Interview covers the following topics:

David Sacks, Yammer

You can read the transcript below or listen to the audio here:

Interview recorded March 14, 2012.


Transcript

Bob Thompson:
Hello, this is Bob Thompson of CustomerThink, and for this episode of Inside Scoop, my guest is David Sacks, who is Founder, CEO and Chairman of Yammer, a provider of social networks for businesses. David is a veteran of the Internet space, having started at PayPal in 1999, where as Chief Operating Officer he took the company to an IPO and an eventual sale to eBay for $1.5 billion. And apparently, he decided he was too young to retire because since then, he’s been active in the industry as an entrepreneur, an executive and an investor.

In 2008, he launched Yammer. Today, we’re going to be talking about what’s new with Yammer, why companies should invest in social networks for their companies, and maybe we’ll get David to share a couple of tips for success. So, David, welcome to Inside Scoop.

David Sacks:
Hi, how are you?

Bob Thompson:
Great. All right, I’ve been following Yammer for the last couple years. Can you talk about why you thought launching Yammer was a good idea back in 2008?

David Sacks:
Sure. So, our fundamental conviction was that social networking is the communications revolution of our time. Even back in 2007 and 2008, we thought that everybody was eventually going to have a social networking account. My Space was sort of the dominant social network back then. We thought it would probably be Facebook. We didn’t know for sure, but we were pretty sure that everybody would eventually be using social networking to communicate with their family and friends. And communication revolutions that start in either the consumer or enterprise space don’t just stay there. They always kind of move to the other one. And so, we started thinking about where social networking would go next. We felt that there would be a need for employees to use this type of technology inside companies. So, our mission is to bring social networking inside enterprises as a private secure solution to improve communication and collaboration within companies.

New Yammer Functionality

Bob Thompson:
You’re kind of positioning it as you thought it would be inevitable that companies would want to use this technology. In the early days of Yammer, it was positioned as kind of like “Twitter for the enterprise.” And I know that since then, there’s been a lot of changes that have been made, a lot of upgrades and new features. Can you highlight some of the bigger ones over the last maybe year or 18 months?

David Sacks:
Sure. Right, when we launched Yammer, it was primarily about feeds and profiles. It was kind of dubbed “enterprise micro blogging,” which was never entirely accurate because we don’t have the 140 character limit. And it’s not blogging; it’s not public. But nonetheless, that was sort of a useful thing to kind of hang our hat on and for people to kind of easily understand what we were trying to do.

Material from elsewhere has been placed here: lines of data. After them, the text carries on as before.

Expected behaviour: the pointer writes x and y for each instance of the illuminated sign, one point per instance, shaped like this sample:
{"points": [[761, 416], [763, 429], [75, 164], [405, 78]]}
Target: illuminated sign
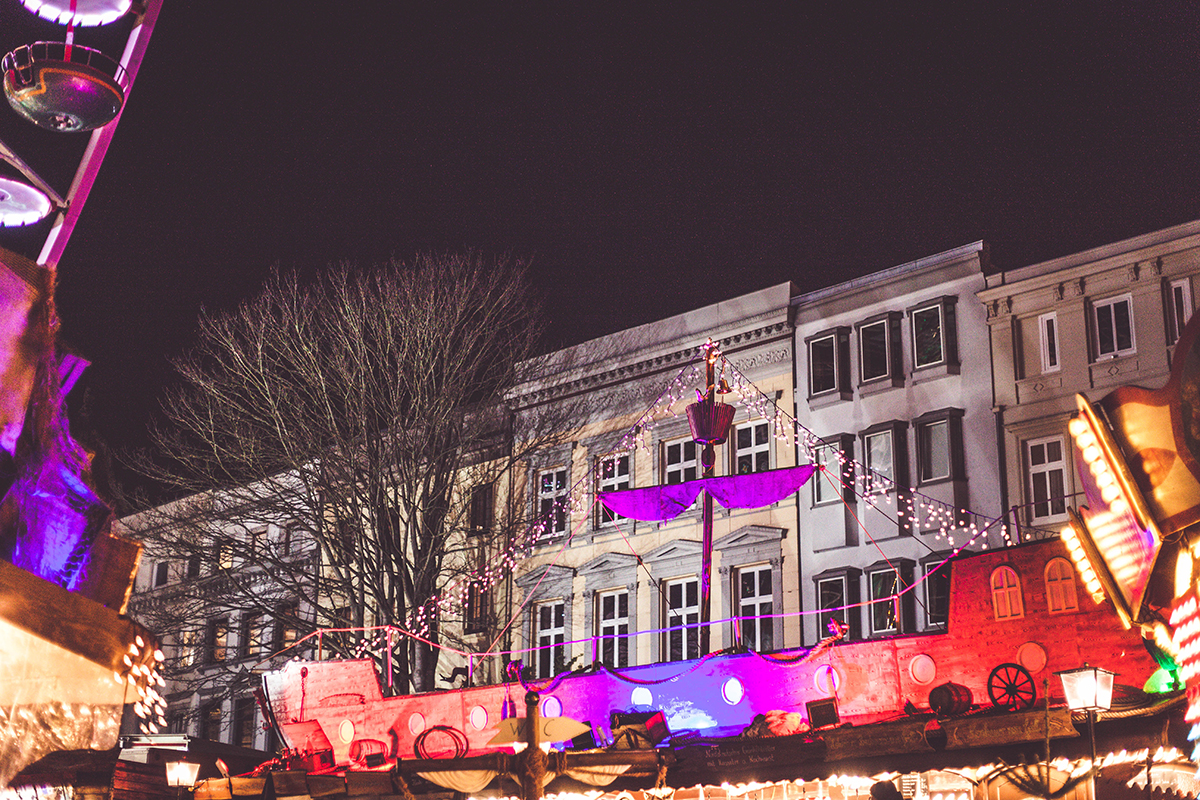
{"points": [[1114, 540]]}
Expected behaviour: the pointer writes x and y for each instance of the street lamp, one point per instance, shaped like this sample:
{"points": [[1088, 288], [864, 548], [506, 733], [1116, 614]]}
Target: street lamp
{"points": [[1089, 689], [183, 774]]}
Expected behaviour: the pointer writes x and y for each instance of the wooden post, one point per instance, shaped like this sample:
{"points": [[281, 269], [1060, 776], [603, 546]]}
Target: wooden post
{"points": [[708, 461]]}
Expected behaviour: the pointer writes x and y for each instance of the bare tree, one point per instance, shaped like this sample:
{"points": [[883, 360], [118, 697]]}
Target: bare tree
{"points": [[360, 419]]}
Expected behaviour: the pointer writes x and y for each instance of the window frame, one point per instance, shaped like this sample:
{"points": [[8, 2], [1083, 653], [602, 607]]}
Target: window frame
{"points": [[551, 504], [947, 334], [936, 577], [955, 457], [1006, 594], [677, 471], [550, 657], [481, 510], [760, 618], [1032, 470], [616, 482], [688, 631], [839, 365], [612, 633], [216, 641], [1048, 342], [1179, 307], [893, 355], [1062, 591], [477, 612], [755, 446], [849, 578], [1096, 313]]}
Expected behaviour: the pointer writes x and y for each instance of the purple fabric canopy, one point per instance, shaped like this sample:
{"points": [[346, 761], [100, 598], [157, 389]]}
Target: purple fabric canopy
{"points": [[754, 491]]}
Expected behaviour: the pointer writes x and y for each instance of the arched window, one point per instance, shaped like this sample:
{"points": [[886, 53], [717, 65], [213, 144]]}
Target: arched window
{"points": [[1006, 594], [1061, 587]]}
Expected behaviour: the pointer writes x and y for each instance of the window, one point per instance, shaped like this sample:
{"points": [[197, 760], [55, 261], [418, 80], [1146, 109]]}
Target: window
{"points": [[885, 585], [1048, 331], [683, 614], [481, 509], [552, 501], [550, 636], [934, 451], [822, 365], [937, 593], [612, 475], [934, 334], [1179, 308], [1048, 481], [834, 602], [1060, 587], [1113, 320], [286, 627], [755, 607], [210, 721], [753, 447], [244, 722], [283, 542], [829, 364], [217, 641], [256, 543], [874, 348], [879, 350], [187, 650], [612, 617], [1006, 594], [681, 462], [475, 613], [835, 457], [940, 445], [880, 457]]}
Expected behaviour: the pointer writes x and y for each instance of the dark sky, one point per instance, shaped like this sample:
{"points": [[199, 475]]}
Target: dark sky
{"points": [[648, 157]]}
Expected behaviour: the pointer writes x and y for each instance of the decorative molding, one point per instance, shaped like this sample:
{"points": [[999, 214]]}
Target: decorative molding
{"points": [[659, 364]]}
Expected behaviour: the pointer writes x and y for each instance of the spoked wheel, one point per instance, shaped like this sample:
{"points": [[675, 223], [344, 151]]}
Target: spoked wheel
{"points": [[1011, 686]]}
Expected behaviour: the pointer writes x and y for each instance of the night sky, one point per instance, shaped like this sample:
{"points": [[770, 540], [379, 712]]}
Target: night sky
{"points": [[648, 157]]}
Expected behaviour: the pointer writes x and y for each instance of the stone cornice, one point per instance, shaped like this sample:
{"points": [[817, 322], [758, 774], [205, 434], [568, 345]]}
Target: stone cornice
{"points": [[731, 346]]}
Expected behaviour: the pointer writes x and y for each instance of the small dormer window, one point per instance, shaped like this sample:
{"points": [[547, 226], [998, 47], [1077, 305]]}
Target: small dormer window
{"points": [[1006, 594]]}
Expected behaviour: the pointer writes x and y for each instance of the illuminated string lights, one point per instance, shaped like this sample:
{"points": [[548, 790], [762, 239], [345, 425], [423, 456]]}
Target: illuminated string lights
{"points": [[915, 511]]}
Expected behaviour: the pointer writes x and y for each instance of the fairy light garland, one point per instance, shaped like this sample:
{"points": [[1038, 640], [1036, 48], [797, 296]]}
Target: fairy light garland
{"points": [[959, 528]]}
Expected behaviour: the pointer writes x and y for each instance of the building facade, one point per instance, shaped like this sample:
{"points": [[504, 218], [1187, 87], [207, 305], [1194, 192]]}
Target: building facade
{"points": [[1086, 324], [893, 401]]}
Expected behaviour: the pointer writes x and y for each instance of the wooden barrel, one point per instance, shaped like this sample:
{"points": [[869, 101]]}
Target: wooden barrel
{"points": [[949, 698]]}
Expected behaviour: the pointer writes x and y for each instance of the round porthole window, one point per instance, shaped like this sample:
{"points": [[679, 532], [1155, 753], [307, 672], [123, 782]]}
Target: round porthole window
{"points": [[826, 680], [732, 691], [478, 717], [923, 669]]}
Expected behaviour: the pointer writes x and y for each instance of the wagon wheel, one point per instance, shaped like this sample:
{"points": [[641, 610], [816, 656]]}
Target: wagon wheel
{"points": [[1011, 686]]}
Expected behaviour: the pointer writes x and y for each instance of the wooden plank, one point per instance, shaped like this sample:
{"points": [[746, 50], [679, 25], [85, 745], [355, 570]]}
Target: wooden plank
{"points": [[1003, 728], [359, 783], [249, 786], [322, 786], [289, 783]]}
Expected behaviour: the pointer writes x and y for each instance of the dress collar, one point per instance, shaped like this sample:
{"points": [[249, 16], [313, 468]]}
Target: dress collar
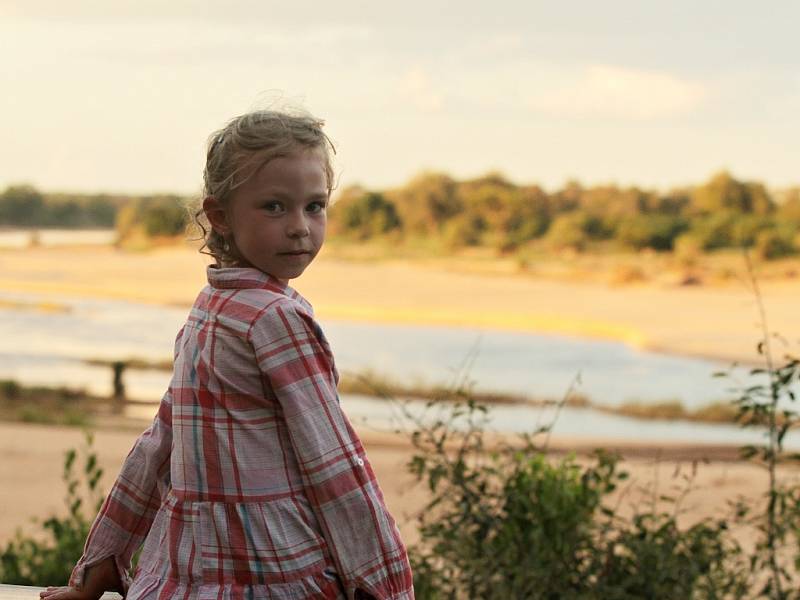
{"points": [[239, 278]]}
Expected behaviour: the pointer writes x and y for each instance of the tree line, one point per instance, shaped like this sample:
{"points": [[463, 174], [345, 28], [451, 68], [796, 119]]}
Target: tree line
{"points": [[491, 211], [488, 211]]}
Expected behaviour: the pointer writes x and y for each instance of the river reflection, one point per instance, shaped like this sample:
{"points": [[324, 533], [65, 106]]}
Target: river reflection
{"points": [[49, 348]]}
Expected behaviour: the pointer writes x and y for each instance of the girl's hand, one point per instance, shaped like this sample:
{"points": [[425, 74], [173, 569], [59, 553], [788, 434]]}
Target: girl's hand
{"points": [[97, 579], [66, 593]]}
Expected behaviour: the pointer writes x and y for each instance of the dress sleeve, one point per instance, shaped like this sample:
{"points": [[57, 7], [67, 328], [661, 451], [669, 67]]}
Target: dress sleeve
{"points": [[362, 536], [130, 507]]}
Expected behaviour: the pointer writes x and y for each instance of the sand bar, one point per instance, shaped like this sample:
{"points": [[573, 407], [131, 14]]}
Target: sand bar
{"points": [[710, 321]]}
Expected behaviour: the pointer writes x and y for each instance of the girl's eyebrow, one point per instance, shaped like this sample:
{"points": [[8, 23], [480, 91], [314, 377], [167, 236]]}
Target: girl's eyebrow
{"points": [[280, 195]]}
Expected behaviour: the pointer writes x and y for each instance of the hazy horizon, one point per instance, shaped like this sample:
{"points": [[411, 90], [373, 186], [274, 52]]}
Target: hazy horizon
{"points": [[121, 98]]}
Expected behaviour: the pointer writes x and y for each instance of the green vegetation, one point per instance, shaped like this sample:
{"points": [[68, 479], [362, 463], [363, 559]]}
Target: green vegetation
{"points": [[437, 212], [48, 558], [142, 219], [53, 406], [24, 206], [509, 520]]}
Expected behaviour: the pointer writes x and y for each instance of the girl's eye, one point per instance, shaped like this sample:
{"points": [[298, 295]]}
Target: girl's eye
{"points": [[273, 207]]}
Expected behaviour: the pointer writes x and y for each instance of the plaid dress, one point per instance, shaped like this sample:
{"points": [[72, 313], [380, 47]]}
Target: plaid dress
{"points": [[251, 482]]}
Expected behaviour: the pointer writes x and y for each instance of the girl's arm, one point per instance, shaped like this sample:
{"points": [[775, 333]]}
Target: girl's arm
{"points": [[100, 578], [362, 537], [130, 507]]}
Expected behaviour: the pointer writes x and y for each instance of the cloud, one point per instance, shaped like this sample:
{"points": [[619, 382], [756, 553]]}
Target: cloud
{"points": [[617, 92], [417, 88]]}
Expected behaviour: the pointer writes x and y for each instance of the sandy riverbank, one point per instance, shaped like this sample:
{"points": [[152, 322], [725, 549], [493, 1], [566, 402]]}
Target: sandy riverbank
{"points": [[30, 471], [711, 321]]}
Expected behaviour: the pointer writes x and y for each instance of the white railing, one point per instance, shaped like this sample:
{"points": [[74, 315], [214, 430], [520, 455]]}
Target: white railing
{"points": [[23, 592]]}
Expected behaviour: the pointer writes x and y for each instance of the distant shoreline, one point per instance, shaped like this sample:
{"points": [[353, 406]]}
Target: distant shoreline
{"points": [[708, 322]]}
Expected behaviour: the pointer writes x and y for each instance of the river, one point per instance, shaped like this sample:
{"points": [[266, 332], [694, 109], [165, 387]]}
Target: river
{"points": [[46, 340]]}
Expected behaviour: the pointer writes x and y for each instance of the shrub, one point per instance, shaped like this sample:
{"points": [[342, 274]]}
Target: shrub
{"points": [[48, 558], [651, 231], [771, 244]]}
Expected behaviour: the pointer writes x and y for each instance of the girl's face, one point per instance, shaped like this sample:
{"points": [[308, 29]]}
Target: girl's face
{"points": [[276, 220]]}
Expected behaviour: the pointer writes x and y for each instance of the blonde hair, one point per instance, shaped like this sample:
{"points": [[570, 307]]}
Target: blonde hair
{"points": [[243, 146]]}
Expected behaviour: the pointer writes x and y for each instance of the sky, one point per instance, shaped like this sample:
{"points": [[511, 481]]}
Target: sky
{"points": [[121, 96]]}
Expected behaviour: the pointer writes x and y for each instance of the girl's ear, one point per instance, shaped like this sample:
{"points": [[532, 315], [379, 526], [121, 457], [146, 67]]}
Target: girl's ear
{"points": [[216, 215]]}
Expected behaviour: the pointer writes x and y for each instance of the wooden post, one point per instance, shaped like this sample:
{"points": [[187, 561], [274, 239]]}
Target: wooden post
{"points": [[118, 394], [24, 592]]}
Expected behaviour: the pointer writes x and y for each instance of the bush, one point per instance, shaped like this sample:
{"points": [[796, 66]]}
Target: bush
{"points": [[771, 244], [366, 216], [48, 558], [651, 231], [512, 522]]}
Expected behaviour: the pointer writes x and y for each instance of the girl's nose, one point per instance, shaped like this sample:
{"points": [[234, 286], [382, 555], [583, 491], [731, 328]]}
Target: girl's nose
{"points": [[297, 226]]}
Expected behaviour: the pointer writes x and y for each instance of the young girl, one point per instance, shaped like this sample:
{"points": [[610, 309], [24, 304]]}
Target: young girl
{"points": [[250, 483]]}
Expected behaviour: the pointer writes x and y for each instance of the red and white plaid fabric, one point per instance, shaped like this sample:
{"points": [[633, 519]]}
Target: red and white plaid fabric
{"points": [[250, 483]]}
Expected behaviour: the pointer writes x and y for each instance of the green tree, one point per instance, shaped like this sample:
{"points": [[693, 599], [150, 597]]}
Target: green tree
{"points": [[426, 202], [725, 193], [651, 231], [22, 206], [366, 215]]}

Over the past few years, we’ve been expanding the functionality to be a more fully-fledged social network, so when you post on Yammer, you’re starting a conversation. It’s not just kind of like a tweet, it’s more of a conversation in the Facebook feed. We’ve added groups, we’ve added a lot of functionality within groups to make them into effective teamwork spaces. So, you can do things like store files and share files. We have a feature called Pages, which is like our next generation Wiki. So, you can essentially create content on Yammer collaboratively with other people. You can actually create pages at the same time, sort of multiple authors working together, and we kind of color-code the cursor.

We’ve added a lot of integration features. We will pull in activity feeds from other enterprise software like Sharepoint or SAP or Salesforce, Netsuite, Box, and a dozen other vendors. And, in fact, any third party app can now push activity into Yammer or use our Yammer Connect API, which is similar to the Facebook Connect API, so they can essentially allow Yammer users to take their identity with them into their app. So, there’s been a lot of work around our platform, around releasing apps and this, in general, making Yammer into a more fully feature social platform.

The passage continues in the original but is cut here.